Chapters

On this page

Chapter 7: Design a Unique ID Generator in Distributed Systems

Introduction

This chapter addresses the challenge of designing a unique ID generator for distributed systems. Traditional auto-increment keys are unsuitable in distributed environments due to scalability and synchronization challenges. The focus is on creating unique, sortable, 64-bit numerical IDs that meet the following requirements:

IDs must be unique and ordered by date.
IDs must fit within 64 bits.
The system should generate over 10,000 IDs per second.

Step 1: Understanding the Problem

Basic Requirements

IDs must be unique and numerical and should fit in 64 bi.
IDs increment with time but not strictly by +1.
IDs should be sortable by date.
System must handle high throughput (10,000 IDs/sec).

Step 2: High-Level Design Options

1. Multi-Master Replication

Approach: Use database auto_increment with step increments (e.g., +k for k servers).
Drawbacks:
- Hard to scale across data centers.
- IDs do not always increase with time.
- Scaling issues when servers are added/removed.

2. UUID (Universally Unique Identifier)

Approach:
- Generate 128-bit unique identifiers independently on each server using UUID.
- UUIDs can be generated independently without coordination between servers
Advantages:
- No coordination needed between servers.
- Scales easily with web servers.
Drawbacks:
- Exceeds 64-bit requirement.
- IDs are not sortable by time and may be non-numeric.

3. Ticket Server

Approach: Use a centralized database server to increment and assign IDs.
Advantages:
- Simple to implement for small-scale systems.
- Generates numeric IDs.
Drawbacks:
- Single point of failure.
- Synchronization challenges in multi-server setups.

4. Twitter Snowflake Approach

Approach:

- Divide IDs into sections to ensure uniqueness and scalability. - **Sign Bit (1 bit):** Always `0`, potentially distinguishing signed and unsigned numbers. - **Timestamp (41 bits):** Milliseconds since a custom epoch (Twitter's default is `1288834974657`, equivalent to Nov 04, 2010, 01:42:54 UTC). Ensures IDs are time-ordered. - **Datacenter ID (5 bits):** Identifies up to `2^5 = 32` datacenters. - **Machine ID (5 bits):** Identifies up to `2^5 = 32` machines within each datacenter. - **Sequence Number (12 bits):** Tracks IDs generated on a machine within the same millisecond, supporting up to `2^12 = 4096` IDs per millisecond. The sequence resets to `0` every millisecond.
Advantages:
- Scalability: Handles 10,000+ IDs per second across multiple servers.
- Time-Order: Ensures IDs are sortable by time.
- Decentralization: No single point of failure.
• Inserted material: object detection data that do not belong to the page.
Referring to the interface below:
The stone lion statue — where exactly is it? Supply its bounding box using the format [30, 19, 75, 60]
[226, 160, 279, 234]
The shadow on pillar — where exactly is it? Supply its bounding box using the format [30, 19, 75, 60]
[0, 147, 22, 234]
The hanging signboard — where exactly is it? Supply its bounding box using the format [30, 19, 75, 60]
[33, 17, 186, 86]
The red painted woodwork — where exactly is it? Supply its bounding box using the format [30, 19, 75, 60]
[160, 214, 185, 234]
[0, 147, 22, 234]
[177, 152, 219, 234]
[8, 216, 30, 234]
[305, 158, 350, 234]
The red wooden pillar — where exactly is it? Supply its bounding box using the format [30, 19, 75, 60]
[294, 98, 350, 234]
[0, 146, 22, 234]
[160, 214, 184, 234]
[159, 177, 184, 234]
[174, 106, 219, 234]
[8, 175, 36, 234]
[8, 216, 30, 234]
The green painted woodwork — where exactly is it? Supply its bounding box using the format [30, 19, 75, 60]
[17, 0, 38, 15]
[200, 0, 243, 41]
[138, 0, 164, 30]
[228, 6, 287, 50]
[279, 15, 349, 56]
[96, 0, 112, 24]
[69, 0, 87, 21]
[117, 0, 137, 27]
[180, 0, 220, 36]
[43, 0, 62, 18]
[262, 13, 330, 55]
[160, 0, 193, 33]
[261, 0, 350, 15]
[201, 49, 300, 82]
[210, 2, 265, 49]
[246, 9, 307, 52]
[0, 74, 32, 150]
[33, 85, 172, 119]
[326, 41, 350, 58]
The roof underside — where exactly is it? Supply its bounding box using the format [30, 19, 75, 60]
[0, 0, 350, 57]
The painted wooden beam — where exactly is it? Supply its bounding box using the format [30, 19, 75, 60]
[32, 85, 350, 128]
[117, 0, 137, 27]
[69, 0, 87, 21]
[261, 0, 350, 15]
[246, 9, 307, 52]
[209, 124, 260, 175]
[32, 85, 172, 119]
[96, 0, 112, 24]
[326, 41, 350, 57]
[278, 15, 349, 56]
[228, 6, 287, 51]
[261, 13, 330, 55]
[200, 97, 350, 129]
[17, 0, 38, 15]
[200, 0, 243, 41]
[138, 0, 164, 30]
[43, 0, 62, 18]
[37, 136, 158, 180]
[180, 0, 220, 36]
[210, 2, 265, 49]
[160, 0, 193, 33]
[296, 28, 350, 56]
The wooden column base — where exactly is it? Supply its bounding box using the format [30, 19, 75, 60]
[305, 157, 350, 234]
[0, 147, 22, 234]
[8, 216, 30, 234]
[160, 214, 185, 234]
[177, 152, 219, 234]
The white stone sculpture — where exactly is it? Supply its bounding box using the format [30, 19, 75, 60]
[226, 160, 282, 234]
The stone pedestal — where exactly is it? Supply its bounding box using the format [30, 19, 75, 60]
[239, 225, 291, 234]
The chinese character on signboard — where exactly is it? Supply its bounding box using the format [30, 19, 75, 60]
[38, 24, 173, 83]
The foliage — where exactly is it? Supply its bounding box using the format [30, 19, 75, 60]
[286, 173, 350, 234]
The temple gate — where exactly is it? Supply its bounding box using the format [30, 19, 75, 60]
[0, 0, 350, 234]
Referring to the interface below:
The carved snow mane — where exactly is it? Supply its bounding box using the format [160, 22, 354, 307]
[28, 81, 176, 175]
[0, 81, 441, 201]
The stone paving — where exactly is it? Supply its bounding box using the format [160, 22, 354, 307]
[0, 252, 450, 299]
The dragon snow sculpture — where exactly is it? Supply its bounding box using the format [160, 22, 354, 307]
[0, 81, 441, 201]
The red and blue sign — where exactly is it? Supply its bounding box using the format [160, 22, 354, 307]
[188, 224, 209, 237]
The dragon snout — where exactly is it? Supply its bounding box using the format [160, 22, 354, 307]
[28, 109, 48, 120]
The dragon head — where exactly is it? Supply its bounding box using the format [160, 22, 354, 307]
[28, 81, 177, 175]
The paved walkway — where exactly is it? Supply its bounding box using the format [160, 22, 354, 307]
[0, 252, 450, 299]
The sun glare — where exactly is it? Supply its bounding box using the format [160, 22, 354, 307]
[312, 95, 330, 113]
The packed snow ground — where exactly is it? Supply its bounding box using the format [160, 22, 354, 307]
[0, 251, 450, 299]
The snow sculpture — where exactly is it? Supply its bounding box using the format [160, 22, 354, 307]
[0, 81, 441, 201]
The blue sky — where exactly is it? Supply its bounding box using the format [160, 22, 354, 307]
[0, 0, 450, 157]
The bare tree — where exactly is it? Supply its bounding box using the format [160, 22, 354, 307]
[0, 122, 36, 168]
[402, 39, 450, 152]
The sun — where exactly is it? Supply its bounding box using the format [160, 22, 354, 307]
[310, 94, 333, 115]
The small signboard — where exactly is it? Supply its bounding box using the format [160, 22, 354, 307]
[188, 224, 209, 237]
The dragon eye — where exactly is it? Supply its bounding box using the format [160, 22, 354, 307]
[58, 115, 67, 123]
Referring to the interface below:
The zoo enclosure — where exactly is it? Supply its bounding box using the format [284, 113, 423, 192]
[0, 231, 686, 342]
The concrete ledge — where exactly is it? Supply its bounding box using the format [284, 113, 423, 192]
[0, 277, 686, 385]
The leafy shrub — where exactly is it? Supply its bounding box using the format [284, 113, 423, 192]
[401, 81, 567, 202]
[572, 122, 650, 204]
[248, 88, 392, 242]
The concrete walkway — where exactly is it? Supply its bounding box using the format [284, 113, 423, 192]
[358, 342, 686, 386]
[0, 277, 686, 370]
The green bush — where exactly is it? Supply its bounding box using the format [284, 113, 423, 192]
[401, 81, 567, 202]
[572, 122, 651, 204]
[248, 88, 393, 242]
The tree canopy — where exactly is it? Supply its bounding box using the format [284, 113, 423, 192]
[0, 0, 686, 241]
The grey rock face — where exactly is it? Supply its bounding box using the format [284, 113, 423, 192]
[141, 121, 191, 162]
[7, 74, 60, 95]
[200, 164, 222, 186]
Step 4: Additional Considerations

1. Clock Synchronization

Challenge: ID generation assumes synchronized clocks across servers.
Solution: Use Network Time Protocol (NTP) to minimize drift.

2. Section Length Tuning

Adjust section sizes (e.g., fewer sequence bits, more timestamp bits) based on use case.

3. High Availability

ID generators are mission-critical and must be fault-tolerant.
Consider redundancy and failover mechanisms.